Newspapers doubled in size this morning as each of the Conservative leadership hopefuls published opinion pieces on why their party’s failure was the fault of Theresa May, Europe, and one or more of the other eight contenders for the Tory throne.

Due to asparagus season, Jeremy Corbyn was busy on his allotment leaving it to his deputy, Tom Watson, to suggest that maybe now was the time for the Labour Party to have an opinion on Brexit. 

UKIP got a right kicking but were later heard mouthing off in the pub about how they got jumped but could “definitely ‘ave ‘um in a fair fight.”

Appearing on BBC Radio 4’s Today programme, Brexit Party leader, Nigel Farage achieved a level of smugness that is sure to result in a new Guinness world record.

“I’ve been elected in an election that elects unelected bureaucrats and that definitely proves my point about Europe being undemocratic,” he told John Humphrys.


Theresa May’s departure already subject to delay

Theresa May Moving

Hours after she announced her timetable for departure, Theresa May says that she will not be able to leave Downing Street on schedule.

The Prime Minister announced this morning that she will be standing down on June 7th.

Mrs May, who has an otherwise excellent track record for leaving things on the appointed date, has told the 1922 Committee that she now won’t be able to leave until August.

The delayed departure is thought to be the result of failed negotiations with the removal firm hired to move the May’s furniture back to their family home in Maidenhead.

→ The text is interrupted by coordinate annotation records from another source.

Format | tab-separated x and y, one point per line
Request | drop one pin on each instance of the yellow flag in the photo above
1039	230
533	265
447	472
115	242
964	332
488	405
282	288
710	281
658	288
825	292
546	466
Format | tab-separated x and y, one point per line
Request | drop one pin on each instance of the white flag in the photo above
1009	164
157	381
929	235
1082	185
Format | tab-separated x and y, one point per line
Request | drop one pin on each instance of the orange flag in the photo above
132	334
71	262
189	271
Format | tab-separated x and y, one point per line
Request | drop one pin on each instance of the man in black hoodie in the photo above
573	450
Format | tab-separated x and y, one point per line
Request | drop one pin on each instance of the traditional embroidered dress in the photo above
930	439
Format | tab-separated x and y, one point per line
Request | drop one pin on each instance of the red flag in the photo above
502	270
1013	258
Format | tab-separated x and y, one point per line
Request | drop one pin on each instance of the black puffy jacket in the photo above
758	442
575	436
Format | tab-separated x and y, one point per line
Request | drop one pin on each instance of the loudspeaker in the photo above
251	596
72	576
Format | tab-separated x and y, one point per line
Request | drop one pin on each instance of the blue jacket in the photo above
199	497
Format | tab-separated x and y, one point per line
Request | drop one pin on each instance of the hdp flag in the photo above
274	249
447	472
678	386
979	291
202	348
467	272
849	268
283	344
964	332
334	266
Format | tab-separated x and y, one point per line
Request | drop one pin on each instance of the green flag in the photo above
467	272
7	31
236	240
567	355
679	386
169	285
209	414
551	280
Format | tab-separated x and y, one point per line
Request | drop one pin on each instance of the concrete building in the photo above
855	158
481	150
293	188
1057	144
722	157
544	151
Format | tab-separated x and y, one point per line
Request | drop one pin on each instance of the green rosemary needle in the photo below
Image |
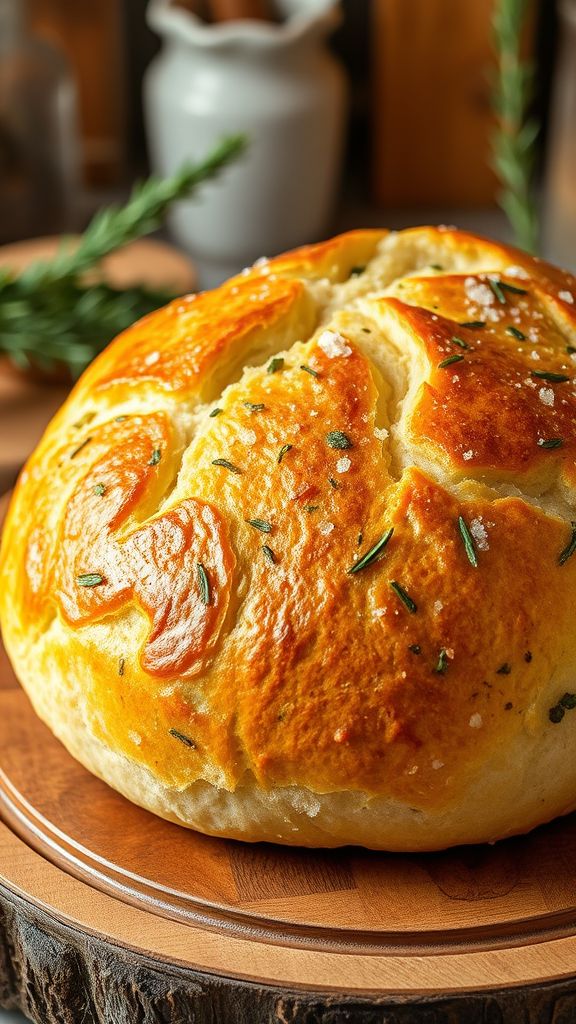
203	584
404	597
337	439
227	465
372	554
570	547
89	580
261	524
183	739
467	541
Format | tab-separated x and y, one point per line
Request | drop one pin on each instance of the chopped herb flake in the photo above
442	664
261	524
337	439
203	583
550	442
404	597
372	554
546	375
512	288
467	541
227	465
89	580
516	333
570	548
448	361
183	739
496	287
80	448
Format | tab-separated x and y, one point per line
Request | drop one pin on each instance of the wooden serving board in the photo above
112	915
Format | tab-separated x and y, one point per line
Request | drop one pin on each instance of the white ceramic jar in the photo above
278	84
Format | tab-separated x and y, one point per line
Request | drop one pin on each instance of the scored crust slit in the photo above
293	562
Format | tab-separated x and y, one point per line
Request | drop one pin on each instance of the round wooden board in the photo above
112	915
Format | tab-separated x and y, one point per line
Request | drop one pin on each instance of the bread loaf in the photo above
294	560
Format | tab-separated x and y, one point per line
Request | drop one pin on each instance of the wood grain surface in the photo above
109	914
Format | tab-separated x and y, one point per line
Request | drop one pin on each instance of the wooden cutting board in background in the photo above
432	117
28	404
110	914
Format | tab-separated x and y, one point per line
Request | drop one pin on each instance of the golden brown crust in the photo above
194	569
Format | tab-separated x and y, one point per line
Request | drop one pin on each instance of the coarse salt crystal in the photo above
479	292
326	527
517	271
546	395
247	436
479	531
333	344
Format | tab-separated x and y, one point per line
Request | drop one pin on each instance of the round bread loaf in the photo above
294	560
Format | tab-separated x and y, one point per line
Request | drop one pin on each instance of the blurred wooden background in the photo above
419	81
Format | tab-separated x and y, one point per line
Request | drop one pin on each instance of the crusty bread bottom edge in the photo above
500	803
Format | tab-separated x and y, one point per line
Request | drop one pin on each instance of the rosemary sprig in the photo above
372	554
512	143
51	316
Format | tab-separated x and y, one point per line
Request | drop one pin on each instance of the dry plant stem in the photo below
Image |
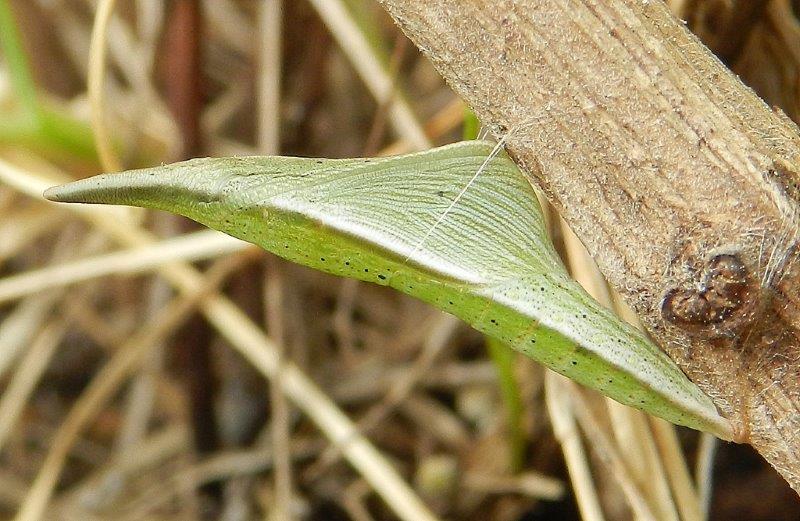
632	447
96	82
251	342
281	432
604	448
188	248
270	17
704	471
399	390
27	375
634	441
682	486
103	387
667	167
559	408
363	59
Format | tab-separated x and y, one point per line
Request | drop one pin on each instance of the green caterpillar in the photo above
489	262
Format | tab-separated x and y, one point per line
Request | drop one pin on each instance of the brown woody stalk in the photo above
679	180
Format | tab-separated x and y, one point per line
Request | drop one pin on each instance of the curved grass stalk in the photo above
489	262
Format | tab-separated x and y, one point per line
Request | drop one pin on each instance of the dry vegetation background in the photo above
120	402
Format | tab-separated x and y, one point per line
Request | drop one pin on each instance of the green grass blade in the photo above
488	262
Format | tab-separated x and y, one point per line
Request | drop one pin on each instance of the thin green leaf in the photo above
488	261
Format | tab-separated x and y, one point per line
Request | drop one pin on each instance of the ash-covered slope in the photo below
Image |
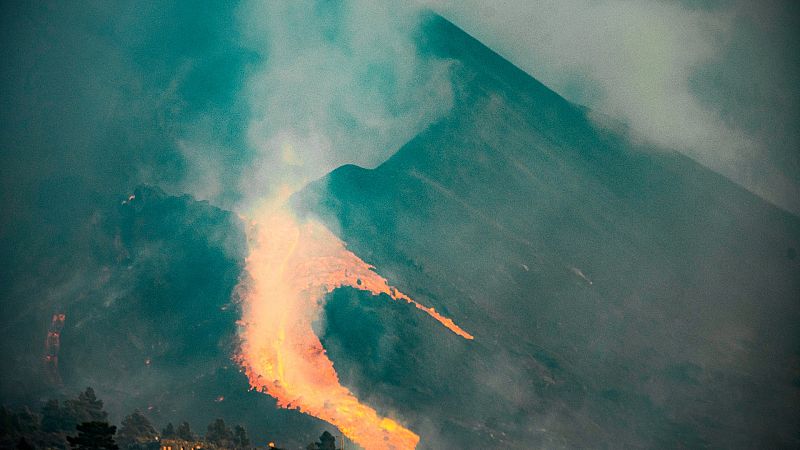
620	296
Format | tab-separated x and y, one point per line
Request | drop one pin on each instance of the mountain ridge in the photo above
575	257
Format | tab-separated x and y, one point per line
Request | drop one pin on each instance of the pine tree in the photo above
240	438
136	431
219	434
326	442
87	407
168	432
56	419
94	436
185	432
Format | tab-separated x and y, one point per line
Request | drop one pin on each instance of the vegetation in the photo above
82	423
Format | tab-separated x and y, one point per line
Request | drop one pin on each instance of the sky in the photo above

Negotiations with movers, Seaborne Removals, started well but quickly collapsed when the firm revealed that they didn’t have any vans, drivers or indeed boxes.

Despite knowing that she would inevitably have to leave Number 10 it appears that Mrs May has made no preparation for leaving other than appointing Seaborne.

In a surprising show of support for the outgoing PM, Tory and Labour ministers have joined forces and offered to help the Mays vacate Number 10 over the weekend. 

Jacob Rees-Mogg lent Mrs May his monogrammed steamer trunk and Jeremy Corbyn arrived at the PMs office with a few baked bean boxes he found in the back of his shed.

Arriving at Downing Street in a 10-tonne truck, Boris Johnson was initially thought to have saved the day until it was revealed that the truck was full of his furniture.